Old 03-12-2011, 01:18 PM
 
14,078 posts, read 16,614,275 times
Reputation: 17654
Quote:
Originally Posted by lisan23 View Post
Most responsible adults don't live at home until they are 30 years old without paying their fair share of living expenses - which she did NOT do.
Please get off your high horse. Most people don't move out at the age of 16 either. My parents were fine with me living there as long as I was working and/or going to school. They decided what was a "fair share" of living expenses for me to pay and I paid them. Just because I didn't move out on my own to some crummy apartment or find some roommates doesn't mean that I wasn't being a responsible adult. I just wasn't being an independent adult which is why I did decide to move out on my own when I felt the time was right.
 
Old 03-12-2011, 01:23 PM
 
4,098 posts, read 7,108,082 times
Reputation: 5682
I haven't read the posts from the other posters, so I don't know all of the advice you have received. But If you want a life of your own, you need to cut the ties to your parents. Their financial problems should not have to be your concern. You have given them money in the past, and if you continue to do that, you will be establishing a routine that will be hard to break. If you move back they will start to depend on your money instead of helping themselves, they will eventually make it impossible for you to leave again. Just don't do it. You shouldn't let them know how much money you make, but it is too late for that. Start putting your money into somekind of a retirement savings plan so you can tell them you have no money left over to lend/give them. Can you see that you are enabling their poor money handling abilities by giving them money? If you want happiness in your own life put a stop to this foolishness. I know it isn't going to be easy, but you have to develop a backbone and stand up to them. Your parents need to learn how to handle money, helping them financially is not teaching them to do anything except rely on you.
 
Old 03-12-2011, 01:27 PM
 
2,609 posts, read 4,361,001 times
Reputation: 1887
Quote:
Originally Posted by Sweet Like Sugar View Post
Please get off your high horse. Most people don't move out at the age of 16 either. My parents were fine with me living there as long as I was working and/or going to school. They decided what was a "fair share" of living expenses for me to pay and I paid them. Just because I didn't move out on my own to some crummy apartment or find some roommates doesn't mean that I wasn't being a responsible adult. I just wasn't being an independent adult which is why I did decide to move out on my own when I felt the time was right.
No they don't move out at 16. And?

That's great that your parents were fine with you living there, but that doesn't mean it's OK or the "grown up" thing to do.

Of course, I wanted to be responsible for myself. To each their own.

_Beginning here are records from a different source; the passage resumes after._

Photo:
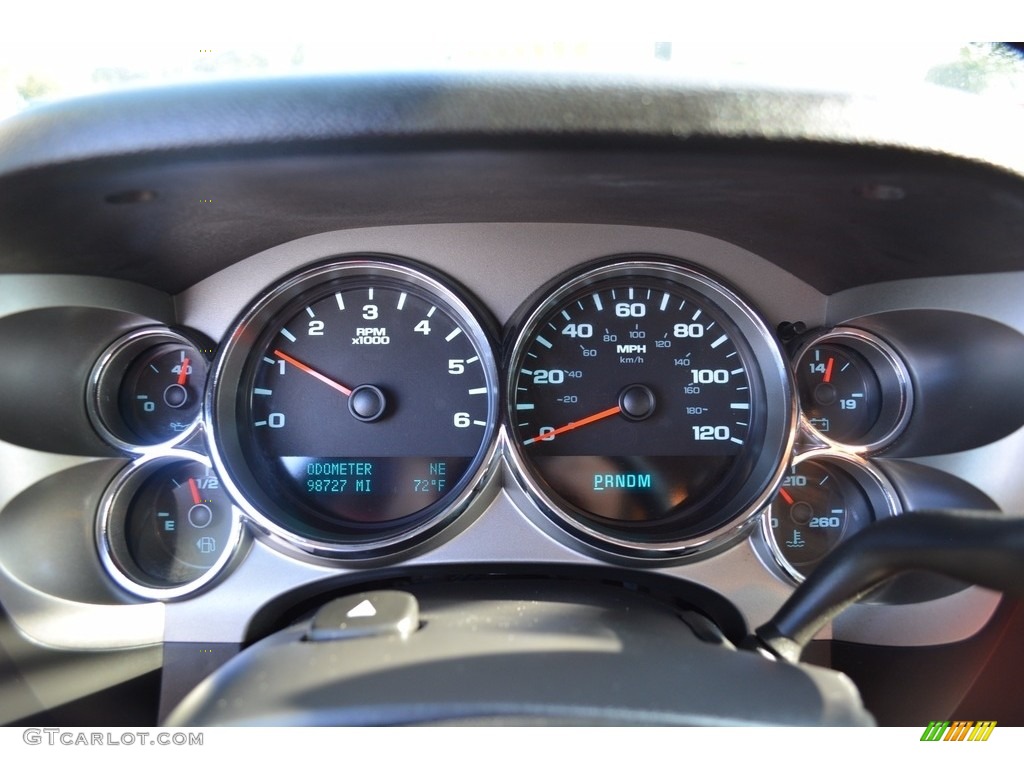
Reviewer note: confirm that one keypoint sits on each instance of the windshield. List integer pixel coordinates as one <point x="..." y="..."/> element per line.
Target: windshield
<point x="32" y="73"/>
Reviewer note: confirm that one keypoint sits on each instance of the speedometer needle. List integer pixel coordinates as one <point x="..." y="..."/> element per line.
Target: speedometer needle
<point x="574" y="424"/>
<point x="315" y="374"/>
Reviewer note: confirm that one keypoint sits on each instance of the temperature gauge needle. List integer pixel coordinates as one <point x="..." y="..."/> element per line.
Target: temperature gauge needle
<point x="315" y="374"/>
<point x="574" y="424"/>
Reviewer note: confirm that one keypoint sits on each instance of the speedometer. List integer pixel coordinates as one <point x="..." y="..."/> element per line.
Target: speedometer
<point x="354" y="408"/>
<point x="649" y="410"/>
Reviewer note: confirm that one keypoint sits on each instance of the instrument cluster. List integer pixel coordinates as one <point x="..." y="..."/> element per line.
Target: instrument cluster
<point x="358" y="407"/>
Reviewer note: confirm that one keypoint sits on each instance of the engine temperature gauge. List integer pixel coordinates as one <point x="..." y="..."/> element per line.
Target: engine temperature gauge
<point x="146" y="389"/>
<point x="825" y="499"/>
<point x="166" y="525"/>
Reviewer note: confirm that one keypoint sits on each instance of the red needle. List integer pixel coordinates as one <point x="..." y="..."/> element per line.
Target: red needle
<point x="574" y="424"/>
<point x="315" y="374"/>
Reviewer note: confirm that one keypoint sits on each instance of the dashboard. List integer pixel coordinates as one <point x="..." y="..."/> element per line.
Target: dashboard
<point x="271" y="344"/>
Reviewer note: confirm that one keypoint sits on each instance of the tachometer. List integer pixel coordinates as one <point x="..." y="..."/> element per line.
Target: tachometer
<point x="354" y="409"/>
<point x="649" y="410"/>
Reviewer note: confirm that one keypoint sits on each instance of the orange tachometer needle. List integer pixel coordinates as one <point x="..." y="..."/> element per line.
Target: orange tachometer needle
<point x="573" y="424"/>
<point x="315" y="374"/>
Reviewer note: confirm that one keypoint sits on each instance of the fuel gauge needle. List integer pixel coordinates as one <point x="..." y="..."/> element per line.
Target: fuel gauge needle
<point x="576" y="424"/>
<point x="315" y="374"/>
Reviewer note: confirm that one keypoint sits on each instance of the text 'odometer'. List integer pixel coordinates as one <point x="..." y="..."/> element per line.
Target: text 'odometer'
<point x="367" y="403"/>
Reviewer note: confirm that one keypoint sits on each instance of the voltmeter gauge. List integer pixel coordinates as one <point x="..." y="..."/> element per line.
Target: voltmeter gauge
<point x="826" y="498"/>
<point x="854" y="390"/>
<point x="146" y="389"/>
<point x="648" y="411"/>
<point x="167" y="525"/>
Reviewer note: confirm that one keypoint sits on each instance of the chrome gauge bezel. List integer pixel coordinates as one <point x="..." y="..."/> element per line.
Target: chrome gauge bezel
<point x="894" y="380"/>
<point x="877" y="486"/>
<point x="107" y="378"/>
<point x="115" y="506"/>
<point x="767" y="466"/>
<point x="223" y="392"/>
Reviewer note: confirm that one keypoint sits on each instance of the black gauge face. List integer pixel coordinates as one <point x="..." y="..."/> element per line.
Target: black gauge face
<point x="854" y="389"/>
<point x="178" y="523"/>
<point x="167" y="526"/>
<point x="637" y="403"/>
<point x="146" y="389"/>
<point x="366" y="404"/>
<point x="817" y="507"/>
<point x="839" y="392"/>
<point x="162" y="392"/>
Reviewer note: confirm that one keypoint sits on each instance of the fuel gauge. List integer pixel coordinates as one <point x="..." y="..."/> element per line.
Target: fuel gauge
<point x="166" y="525"/>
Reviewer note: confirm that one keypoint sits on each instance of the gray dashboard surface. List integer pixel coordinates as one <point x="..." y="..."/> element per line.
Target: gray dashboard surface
<point x="182" y="206"/>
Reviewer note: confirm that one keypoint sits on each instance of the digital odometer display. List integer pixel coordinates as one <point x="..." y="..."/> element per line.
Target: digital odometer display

Living at home with mommy and daddy well into adulthood would not be acceptable to me and I would never let my own child do that.
 
Old 03-12-2011, 01:49 PM
 
14,078 posts, read 16,614,275 times
Reputation: 17654
Quote:
Originally Posted by lisan23 View Post
That's great that your parents were fine with you living there, but that doesn't mean it's OK or the "grown up" thing to do.

Of course, I wanted to be responsible for myself. To each their own. Living at home with mommy and daddy well into adulthood would not be acceptable to me and I would never let my own child do that.

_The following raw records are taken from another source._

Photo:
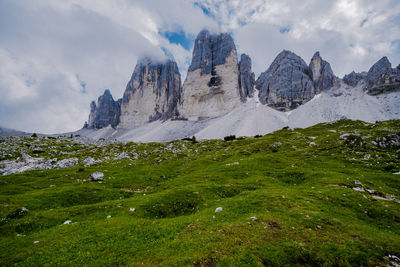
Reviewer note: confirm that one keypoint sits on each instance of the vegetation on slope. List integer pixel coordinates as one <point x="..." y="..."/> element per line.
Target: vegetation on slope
<point x="325" y="195"/>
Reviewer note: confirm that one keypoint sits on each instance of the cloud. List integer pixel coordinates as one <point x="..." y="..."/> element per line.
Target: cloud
<point x="57" y="56"/>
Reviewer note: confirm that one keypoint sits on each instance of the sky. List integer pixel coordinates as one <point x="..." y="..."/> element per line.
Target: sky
<point x="56" y="56"/>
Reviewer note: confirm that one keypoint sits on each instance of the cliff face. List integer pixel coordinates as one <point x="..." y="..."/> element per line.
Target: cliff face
<point x="105" y="112"/>
<point x="246" y="78"/>
<point x="289" y="82"/>
<point x="321" y="73"/>
<point x="380" y="78"/>
<point x="286" y="84"/>
<point x="211" y="86"/>
<point x="216" y="83"/>
<point x="151" y="94"/>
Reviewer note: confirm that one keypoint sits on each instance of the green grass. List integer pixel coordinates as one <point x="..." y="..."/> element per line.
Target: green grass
<point x="307" y="212"/>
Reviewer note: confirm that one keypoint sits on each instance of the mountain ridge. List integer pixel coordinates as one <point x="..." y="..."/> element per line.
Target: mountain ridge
<point x="217" y="84"/>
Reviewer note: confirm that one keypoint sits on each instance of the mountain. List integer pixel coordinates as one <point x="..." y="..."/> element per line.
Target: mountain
<point x="218" y="96"/>
<point x="286" y="84"/>
<point x="105" y="112"/>
<point x="321" y="73"/>
<point x="151" y="94"/>
<point x="246" y="78"/>
<point x="211" y="87"/>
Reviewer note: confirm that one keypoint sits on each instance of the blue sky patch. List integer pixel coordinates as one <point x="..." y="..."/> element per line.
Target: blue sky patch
<point x="82" y="84"/>
<point x="363" y="22"/>
<point x="284" y="30"/>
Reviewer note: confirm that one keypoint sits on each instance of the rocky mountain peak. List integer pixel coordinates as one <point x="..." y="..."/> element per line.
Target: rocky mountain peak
<point x="211" y="50"/>
<point x="381" y="78"/>
<point x="246" y="78"/>
<point x="287" y="83"/>
<point x="380" y="69"/>
<point x="352" y="78"/>
<point x="152" y="93"/>
<point x="105" y="112"/>
<point x="321" y="73"/>
<point x="211" y="86"/>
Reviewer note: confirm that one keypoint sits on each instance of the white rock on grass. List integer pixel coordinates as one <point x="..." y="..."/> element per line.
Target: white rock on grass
<point x="96" y="176"/>
<point x="123" y="155"/>
<point x="359" y="189"/>
<point x="89" y="161"/>
<point x="65" y="163"/>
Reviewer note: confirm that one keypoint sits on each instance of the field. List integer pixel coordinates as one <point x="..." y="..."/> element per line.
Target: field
<point x="325" y="195"/>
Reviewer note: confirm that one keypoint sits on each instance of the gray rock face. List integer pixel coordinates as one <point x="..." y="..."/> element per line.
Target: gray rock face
<point x="246" y="78"/>
<point x="378" y="71"/>
<point x="151" y="94"/>
<point x="353" y="78"/>
<point x="211" y="50"/>
<point x="381" y="78"/>
<point x="211" y="86"/>
<point x="287" y="82"/>
<point x="106" y="112"/>
<point x="321" y="73"/>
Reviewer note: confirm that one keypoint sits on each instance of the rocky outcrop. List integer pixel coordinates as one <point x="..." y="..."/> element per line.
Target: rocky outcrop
<point x="211" y="86"/>
<point x="381" y="78"/>
<point x="321" y="73"/>
<point x="353" y="78"/>
<point x="105" y="112"/>
<point x="246" y="78"/>
<point x="151" y="94"/>
<point x="287" y="82"/>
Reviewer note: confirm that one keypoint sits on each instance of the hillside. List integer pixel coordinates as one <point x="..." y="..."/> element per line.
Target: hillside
<point x="323" y="195"/>
<point x="252" y="118"/>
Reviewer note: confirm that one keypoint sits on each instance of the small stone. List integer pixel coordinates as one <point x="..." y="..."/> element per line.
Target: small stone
<point x="359" y="189"/>
<point x="96" y="176"/>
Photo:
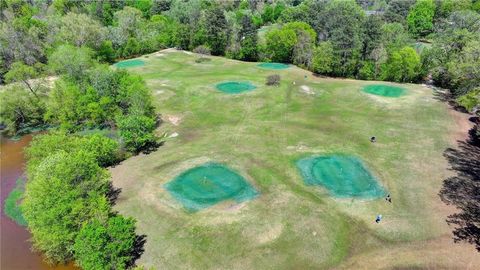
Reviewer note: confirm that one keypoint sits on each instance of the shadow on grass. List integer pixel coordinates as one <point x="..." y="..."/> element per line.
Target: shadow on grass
<point x="463" y="191"/>
<point x="138" y="249"/>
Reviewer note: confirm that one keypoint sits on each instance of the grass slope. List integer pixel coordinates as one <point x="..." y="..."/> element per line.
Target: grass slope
<point x="261" y="134"/>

That's fine, but please understand that not everyone has the same values that you do. I know how American society views adults who live at home, but in my family, my parents actively encouraged me to live there as long as I could because they felt that being responsible wasn't about running out and getting a place of your own just because you had reached a certain age. They wanted me to stay home and save as much money as I could, and since I'm their only daughter, they were worried about my safety and didn't feel comfortable with me living alone since I'm a single woman. Yes, despite what they told me, I had my own ideas about moving out on my own, but either way, it's just not your place to tell me that I wasn't being a "grown up" just because I wasn't paying a third of the mortgage. I'm grateful that they helped me to get off to a good financial start, but I don't believe that I owe them "back rent" because of the decisions they made.